### POS Tagging Library

In [31]:
!pip install nltk
!pip install pandas
import nltk
nltk.download('punkt')



[nltk_data] Downloading package punkt to
[nltk_data]     C:\Users\ranjit09\AppData\Roaming\nltk_data...
[nltk_data]   Package punkt is already up-to-date!
[nltk_data] Downloading package stopwords to
[nltk_data]     C:\Users\ranjit09\AppData\Roaming\nltk_data...
[nltk_data]   Unzipping corpora\stopwords.zip.


True

### Using tokenizer

In [7]:
from nltk import word_tokenize
sentence = "The greatest glory in living lies not in never falling, but in rising every time we fall."
word_tokens = word_tokenize(sentence)
print(word_tokens)

['The', 'greatest', 'glory', 'in', 'living', 'lies', 'not', 'in', 'never', 'falling', ',', 'but', 'in', 'rising', 'every', 'time', 'we', 'fall', '.']


### Using POS Tagger

In [9]:
from nltk import pos_tag 
nltk.download('averaged_perceptron_tagger')
nltk.download('tagsets')

[nltk_data] Downloading package averaged_perceptron_tagger to
[nltk_data]     C:\Users\ranjit09\AppData\Roaming\nltk_data...
[nltk_data]   Package averaged_perceptron_tagger is already up-to-
[nltk_data]       date!
[nltk_data] Downloading package tagsets to
[nltk_data]     C:\Users\ranjit09\AppData\Roaming\nltk_data...
[nltk_data]   Package tagsets is already up-to-date!


True

In [10]:
tagged_sentence = pos_tag(word_tokenize(sentence))
print(tagged_sentence)

[('The', 'DT'), ('greatest', 'JJS'), ('glory', 'NN'), ('in', 'IN'), ('living', 'VBG'), ('lies', 'NNS'), ('not', 'RB'), ('in', 'IN'), ('never', 'RB'), ('falling', 'VBG'), (',', ','), ('but', 'CC'), ('in', 'IN'), ('rising', 'VBG'), ('every', 'DT'), ('time', 'NN'), ('we', 'PRP'), ('fall', 'VBP'), ('.', '.')]


### Get Tagset help 


In [11]:
nltk.help.upenn_tagset('VBD')  #give more details on the parts of speech displayed as part of the pos_tag abbrevation

VBD: verb, past tense
    dipped pleaded swiped regummed soaked tidied convened halted registered
    cushioned exacted snubbed strode aimed adopted belied figgered
    speculated wore appreciated contemplated ...

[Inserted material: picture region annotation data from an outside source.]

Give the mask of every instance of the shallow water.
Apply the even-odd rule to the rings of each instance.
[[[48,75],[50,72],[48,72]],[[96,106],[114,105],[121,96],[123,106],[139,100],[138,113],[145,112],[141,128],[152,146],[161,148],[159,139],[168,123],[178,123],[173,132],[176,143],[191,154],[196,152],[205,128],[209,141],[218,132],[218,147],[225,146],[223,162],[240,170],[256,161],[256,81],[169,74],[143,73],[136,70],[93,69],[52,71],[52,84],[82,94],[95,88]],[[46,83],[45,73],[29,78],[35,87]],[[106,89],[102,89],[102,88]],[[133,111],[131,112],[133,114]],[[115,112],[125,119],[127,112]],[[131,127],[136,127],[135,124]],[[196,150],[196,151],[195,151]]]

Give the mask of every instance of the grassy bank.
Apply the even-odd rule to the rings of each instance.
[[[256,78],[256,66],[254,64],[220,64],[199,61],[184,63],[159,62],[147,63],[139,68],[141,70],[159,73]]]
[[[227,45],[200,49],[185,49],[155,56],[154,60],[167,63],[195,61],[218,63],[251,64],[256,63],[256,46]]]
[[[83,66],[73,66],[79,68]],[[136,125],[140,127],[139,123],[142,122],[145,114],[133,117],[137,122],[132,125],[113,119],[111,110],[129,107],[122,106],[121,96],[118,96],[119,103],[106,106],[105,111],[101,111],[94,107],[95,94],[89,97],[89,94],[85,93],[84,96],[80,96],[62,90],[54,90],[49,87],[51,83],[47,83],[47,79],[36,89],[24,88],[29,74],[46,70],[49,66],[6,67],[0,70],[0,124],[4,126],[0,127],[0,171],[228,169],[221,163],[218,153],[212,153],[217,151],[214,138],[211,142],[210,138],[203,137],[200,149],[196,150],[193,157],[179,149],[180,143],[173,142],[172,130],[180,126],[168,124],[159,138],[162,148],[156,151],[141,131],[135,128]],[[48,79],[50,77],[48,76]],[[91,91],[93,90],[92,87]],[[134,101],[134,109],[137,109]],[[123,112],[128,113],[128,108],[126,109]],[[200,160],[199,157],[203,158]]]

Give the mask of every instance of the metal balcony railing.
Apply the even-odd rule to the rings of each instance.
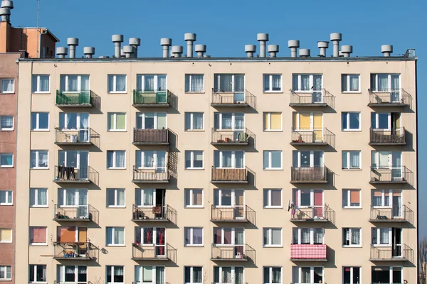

### Using a text file perform lab work from nlp project

In [27]:
with open('files/LabE_5.txt','r') as file:
    content = file.read()

print(content)

Great buy, always go with white dark colors melt on the Florida sun!! Experience over $$. Cordless is cool too.
Awesome product...love it
Love it, easy to put up as well!!!!
These go up very easily and I love the cordless feature. Color is perfect too.
When using the rod to open the blind, the rod gets stuck and snaps back to the original position. It requires frequent adjustments but ultimately works.
one of the top brackets was broken.  how do I get a replacement?
I love the sting free pushing and pulling to adjust the blind height. No tangles. Very hands free. Nothing getting stuck. And fast!
Very agitating to order a 25 x 72 inch blind (a replacement) and it comes in the box that says 25x72 but it's actually measuring at 24.5 x 72 and that little bit throws it all off.  Contacted walmart and they contacted seller but never heard anything from seller so got a refund.  Just agitating .
I was so happy to be able to order these blinds for my narrow windows with out special ordering. Th

In [34]:
#For each word in the sentence, tag/ markthe corresponding POS using any POS tagger
import nltk
from nltk.corpus import stopwords
from string import punctuation
import pandas as pd
nltk.download('stopwords')


tokens = nltk.word_tokenize(content)

stop_words = stopwords.words('english')

filtered_tokens = [token for token in tokens if token not in punctuation]

pos_tags = nltk.pos_tag(filtered_tokens)

#df  = pd.DataFrame(pos_tags,columns=['word','tags'])
#pivot_table = pd.crosstab(index=df['word'],columns=df['tags'])

print(pos_tags)

[nltk_data] Downloading package stopwords to
[nltk_data]     C:\Users\ranjit09\AppData\Roaming\nltk_data...
[nltk_data]   Package stopwords is already up-to-date!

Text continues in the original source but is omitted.